Cathy Eng, MD, professor of gastrointestinal and medical oncology, Department of Gastrointestinal Medical Oncology, Division of Cancer Medicine, The University of Texas MD Anderson Cancer Center, discusses the BEACON CRC study in patients with BRAF-mutated colorectal cancer.
Cathy Eng, MD, professor of gastrointestinal medical oncology, The University of Texas MD Anderson Cancer Center, discusses the BEACON CRC study in patients with BRAF V600E-mutant metastatic colorectal cancer (CRC).
BRAF mutations in CRC have historically been a poor prognostic indicator.

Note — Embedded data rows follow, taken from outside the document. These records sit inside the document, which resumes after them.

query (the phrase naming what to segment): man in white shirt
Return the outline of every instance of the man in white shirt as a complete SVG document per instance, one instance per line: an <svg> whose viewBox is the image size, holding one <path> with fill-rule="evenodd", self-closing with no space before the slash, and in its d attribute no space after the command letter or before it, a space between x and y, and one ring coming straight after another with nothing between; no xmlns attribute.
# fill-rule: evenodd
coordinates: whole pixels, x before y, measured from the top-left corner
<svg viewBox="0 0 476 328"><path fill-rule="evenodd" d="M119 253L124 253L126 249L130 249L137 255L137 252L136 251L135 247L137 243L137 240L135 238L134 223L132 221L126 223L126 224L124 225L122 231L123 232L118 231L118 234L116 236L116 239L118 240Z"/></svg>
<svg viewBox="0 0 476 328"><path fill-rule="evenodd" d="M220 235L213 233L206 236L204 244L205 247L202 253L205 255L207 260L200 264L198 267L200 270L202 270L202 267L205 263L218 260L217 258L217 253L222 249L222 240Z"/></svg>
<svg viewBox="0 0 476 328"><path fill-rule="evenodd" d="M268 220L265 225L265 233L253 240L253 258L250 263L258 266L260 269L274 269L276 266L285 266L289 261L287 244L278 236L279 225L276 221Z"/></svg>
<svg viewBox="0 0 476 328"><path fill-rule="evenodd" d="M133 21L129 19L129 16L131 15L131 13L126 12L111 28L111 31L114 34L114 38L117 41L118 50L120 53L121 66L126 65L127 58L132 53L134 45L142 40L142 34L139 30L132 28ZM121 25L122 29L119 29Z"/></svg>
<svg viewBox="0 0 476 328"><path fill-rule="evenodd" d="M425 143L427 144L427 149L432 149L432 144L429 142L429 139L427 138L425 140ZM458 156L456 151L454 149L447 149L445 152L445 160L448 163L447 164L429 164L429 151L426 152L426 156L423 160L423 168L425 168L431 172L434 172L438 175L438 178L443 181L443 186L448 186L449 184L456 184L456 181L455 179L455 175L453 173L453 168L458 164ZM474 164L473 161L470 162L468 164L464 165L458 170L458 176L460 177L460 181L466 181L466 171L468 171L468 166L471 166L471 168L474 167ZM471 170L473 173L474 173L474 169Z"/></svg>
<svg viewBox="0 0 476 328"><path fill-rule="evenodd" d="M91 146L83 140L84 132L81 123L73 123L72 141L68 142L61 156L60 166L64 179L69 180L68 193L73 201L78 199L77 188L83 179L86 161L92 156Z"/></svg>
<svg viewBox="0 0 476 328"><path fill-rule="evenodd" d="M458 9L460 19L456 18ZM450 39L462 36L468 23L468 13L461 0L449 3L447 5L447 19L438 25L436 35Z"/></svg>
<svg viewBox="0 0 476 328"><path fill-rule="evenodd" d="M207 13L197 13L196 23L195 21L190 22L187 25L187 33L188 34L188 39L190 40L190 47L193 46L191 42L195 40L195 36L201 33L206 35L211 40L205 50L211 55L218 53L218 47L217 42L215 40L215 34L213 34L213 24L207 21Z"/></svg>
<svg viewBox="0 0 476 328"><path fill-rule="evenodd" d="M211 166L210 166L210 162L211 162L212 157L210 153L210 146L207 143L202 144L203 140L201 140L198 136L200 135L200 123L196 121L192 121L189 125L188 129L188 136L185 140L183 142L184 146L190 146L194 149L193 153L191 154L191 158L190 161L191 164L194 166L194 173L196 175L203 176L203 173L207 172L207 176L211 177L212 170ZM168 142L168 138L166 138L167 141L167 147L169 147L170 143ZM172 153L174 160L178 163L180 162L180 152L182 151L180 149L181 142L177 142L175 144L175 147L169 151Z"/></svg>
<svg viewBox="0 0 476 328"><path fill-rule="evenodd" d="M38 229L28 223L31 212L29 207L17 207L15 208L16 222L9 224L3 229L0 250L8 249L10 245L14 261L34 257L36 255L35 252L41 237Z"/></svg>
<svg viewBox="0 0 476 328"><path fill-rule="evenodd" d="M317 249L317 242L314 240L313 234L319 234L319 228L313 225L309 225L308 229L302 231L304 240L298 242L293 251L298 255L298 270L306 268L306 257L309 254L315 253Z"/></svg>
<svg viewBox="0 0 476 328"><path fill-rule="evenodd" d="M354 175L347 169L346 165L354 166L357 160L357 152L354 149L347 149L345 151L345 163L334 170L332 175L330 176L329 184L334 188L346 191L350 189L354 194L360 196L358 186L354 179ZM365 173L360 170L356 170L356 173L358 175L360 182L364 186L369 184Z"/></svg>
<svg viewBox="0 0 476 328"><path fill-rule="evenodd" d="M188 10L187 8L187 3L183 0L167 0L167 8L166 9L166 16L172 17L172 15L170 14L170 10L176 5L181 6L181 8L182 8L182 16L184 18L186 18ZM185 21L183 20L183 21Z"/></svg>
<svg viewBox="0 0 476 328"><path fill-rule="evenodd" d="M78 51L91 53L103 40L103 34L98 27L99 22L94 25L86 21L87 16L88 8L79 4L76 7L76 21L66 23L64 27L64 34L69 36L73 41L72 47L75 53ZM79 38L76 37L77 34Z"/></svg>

Patients should always be tested for these alterations, especially if they are microsatellite instability—high from hypermethylation. Additionally, older patients who may not necessarily have Lynch syndrome, says Eng. BEACON CRC is a 3-arm trial; however not all the data have been reported yet. Eng says the most impressive investigational arm involves 3 drugs: encorafenib (Braftovi), binimetinib (Mektovi), and cetuximab (Erbitux)—a triplet regimen comprised of a BRAF inhibitor, a MEK inhibitor, and an EGFR inhibitor, respectively.
In the first 30 patients enrolled in the study, investigators did a run-in analysis that showed an overall response rate (ORR) of 48% in all patients. In patients who received 1 prior line of therapy, the ORR was 59%. The estimated median progression-free survival was 8 months and the overall survival was 15.3 months, Eng adds. These data suggest that directed therapy in an earlier setting may be more beneficial for patients with BRAF V600E-mutant mCRC.